Memory  /  Comment

Love One Another or Die

During the AIDS crisis, different contingents of the LGBTQ movement set aside their differences to prioritize mutual care.

Strangely, or perhaps not, during all of the celebrations of Stonewall 50, there was little discussion of the most crucial, and traumatic, event to befall the queer community since the riots: the AIDS epidemic among gay men during the 1980s and ’90s. In hindsight, and with regret, I was guilty of this myself in my remarks at various commemorations, even though I had written an entire book (Hospital Time, 1997) about the epidemic and what it meant to me and those around me. I spoke about the LGBTQ movement as though it started in 1969 and then sort of jumped into the twenty-first century. But if we want to understand where we are today and how we got here, of course we need to talk about the epidemic. As a community, we lost a generation. As individuals, we lost partners, friends, colleagues, and comrades.

I’m not sure why the Stonewall 50 celebrations so often left out AIDS. Maybe it was all just too painful. Perhaps it was because they were meant to be joyful. Balloons, parties, parades—AIDS does not fit easily into all that. Instead of cute pictures of long-haired men and women smiling, fists raised, it evokes images of young men disfigured by lesions, gasping for breath, emaciated, vomiting, while we who loved and cared for them attended two or more funerals in one day, day after day. We demonstrated too, of course. We had die-ins.

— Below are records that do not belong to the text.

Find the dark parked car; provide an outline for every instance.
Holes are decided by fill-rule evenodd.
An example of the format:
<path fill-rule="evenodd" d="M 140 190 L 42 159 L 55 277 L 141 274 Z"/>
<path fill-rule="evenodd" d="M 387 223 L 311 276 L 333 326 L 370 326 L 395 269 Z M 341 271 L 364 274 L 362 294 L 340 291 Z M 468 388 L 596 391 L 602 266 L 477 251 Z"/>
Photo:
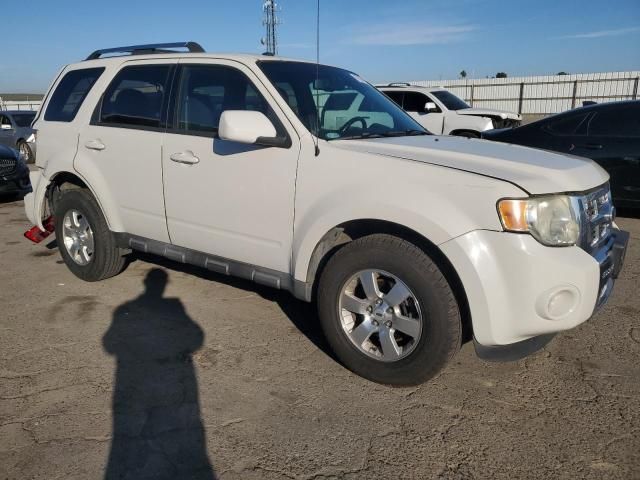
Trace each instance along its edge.
<path fill-rule="evenodd" d="M 28 110 L 0 111 L 0 145 L 17 148 L 27 163 L 33 163 L 33 144 L 28 139 L 33 133 L 31 122 L 36 112 Z"/>
<path fill-rule="evenodd" d="M 0 195 L 31 191 L 29 168 L 14 149 L 0 145 Z"/>
<path fill-rule="evenodd" d="M 609 172 L 616 205 L 640 207 L 640 100 L 576 108 L 482 138 L 591 158 Z"/>

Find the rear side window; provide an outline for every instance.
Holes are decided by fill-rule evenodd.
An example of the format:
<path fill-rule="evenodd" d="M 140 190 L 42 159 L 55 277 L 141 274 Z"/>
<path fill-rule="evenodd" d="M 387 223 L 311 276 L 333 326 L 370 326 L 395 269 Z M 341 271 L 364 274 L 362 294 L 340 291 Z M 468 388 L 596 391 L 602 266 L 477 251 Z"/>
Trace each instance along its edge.
<path fill-rule="evenodd" d="M 406 92 L 404 94 L 404 109 L 407 112 L 424 112 L 424 107 L 429 99 L 426 95 L 417 92 Z"/>
<path fill-rule="evenodd" d="M 589 123 L 589 135 L 640 137 L 640 108 L 619 105 L 596 113 Z"/>
<path fill-rule="evenodd" d="M 71 122 L 104 68 L 84 68 L 67 73 L 51 96 L 44 119 L 48 122 Z"/>
<path fill-rule="evenodd" d="M 214 136 L 225 110 L 262 112 L 279 128 L 264 97 L 239 70 L 223 65 L 184 65 L 178 82 L 175 130 Z"/>
<path fill-rule="evenodd" d="M 547 125 L 547 130 L 556 135 L 573 135 L 578 131 L 578 127 L 587 118 L 588 113 L 578 115 L 563 115 L 560 118 L 551 120 Z M 584 130 L 584 129 L 582 129 Z M 584 135 L 584 131 L 582 132 Z"/>
<path fill-rule="evenodd" d="M 99 123 L 114 127 L 163 128 L 171 65 L 123 68 L 102 98 Z"/>
<path fill-rule="evenodd" d="M 388 92 L 388 91 L 385 91 L 384 94 L 387 97 L 389 97 L 391 100 L 396 102 L 398 104 L 398 106 L 402 108 L 402 97 L 404 95 L 404 92 Z"/>

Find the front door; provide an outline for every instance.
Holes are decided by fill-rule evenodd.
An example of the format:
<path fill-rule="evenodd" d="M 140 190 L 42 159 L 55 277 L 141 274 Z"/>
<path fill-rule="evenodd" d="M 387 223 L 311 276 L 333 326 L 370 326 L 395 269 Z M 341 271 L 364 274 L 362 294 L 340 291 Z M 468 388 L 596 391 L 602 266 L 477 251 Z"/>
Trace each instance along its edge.
<path fill-rule="evenodd" d="M 433 102 L 429 97 L 419 92 L 405 92 L 403 108 L 418 121 L 420 125 L 435 135 L 442 135 L 444 127 L 444 114 L 438 108 L 437 112 L 429 112 L 425 106 L 427 102 Z"/>
<path fill-rule="evenodd" d="M 0 115 L 0 145 L 15 147 L 13 136 L 15 129 L 8 115 Z"/>
<path fill-rule="evenodd" d="M 162 155 L 171 242 L 290 272 L 300 146 L 295 132 L 285 131 L 282 112 L 269 105 L 270 93 L 245 66 L 203 59 L 180 62 L 173 90 L 172 128 Z M 263 112 L 292 146 L 219 139 L 225 110 Z"/>

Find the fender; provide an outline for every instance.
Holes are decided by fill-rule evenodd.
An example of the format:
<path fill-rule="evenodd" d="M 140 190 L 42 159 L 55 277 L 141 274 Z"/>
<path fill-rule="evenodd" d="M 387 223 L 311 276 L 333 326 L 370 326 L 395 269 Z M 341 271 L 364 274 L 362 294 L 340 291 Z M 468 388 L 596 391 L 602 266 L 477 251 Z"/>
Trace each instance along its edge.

Unlike earlier commemorations of Stonewall—the tenth, and even the twenty-fifth—Stonewall 50 grabbed the attention of the general public, well beyond the queer community. News anchors reported it; magazines ran features; my parents knew about it. Were the organizers too young to remember or, aware of their audience, reluctant to dwell on those terrible days? After all, straight people did not acquit themselves particularly well during the crisis (with, of course, exceptions, including Mathilde Krim, founder of the American Foundation for AIDS Research and movie star Elizabeth Taylor, who became an outspoken fundraiser). Often, having AIDS was seen as a crime: people with HIV/AIDS were accused of spreading their disease to “innocent” citizens and arrested—by police wearing bright yellow protective gloves. Even some health care personnel would not touch people with AIDS—originally called GRID, “gay-realted immune deficiency”—if they treated them at all. When I started to visit weekly with a sick friend, Gay Community News staffer and AIDS Action Committee founder Bob Andrews, our mutual friend Roberta Stone (now my wife) warned me, “If you have to call an ambulance, don’t tell them what he has or they won’t come.” Some sufferers had to sue dentists and doctors in order to receive care. People with AIDS were evicted from apartments, fired from jobs, ejected from their families, expelled from schools, and ostracized by their communities. Friends and lovers were excluded from family funerals. Never mind, we created our own. At Bob’s, his tricks extolled him at an open mic.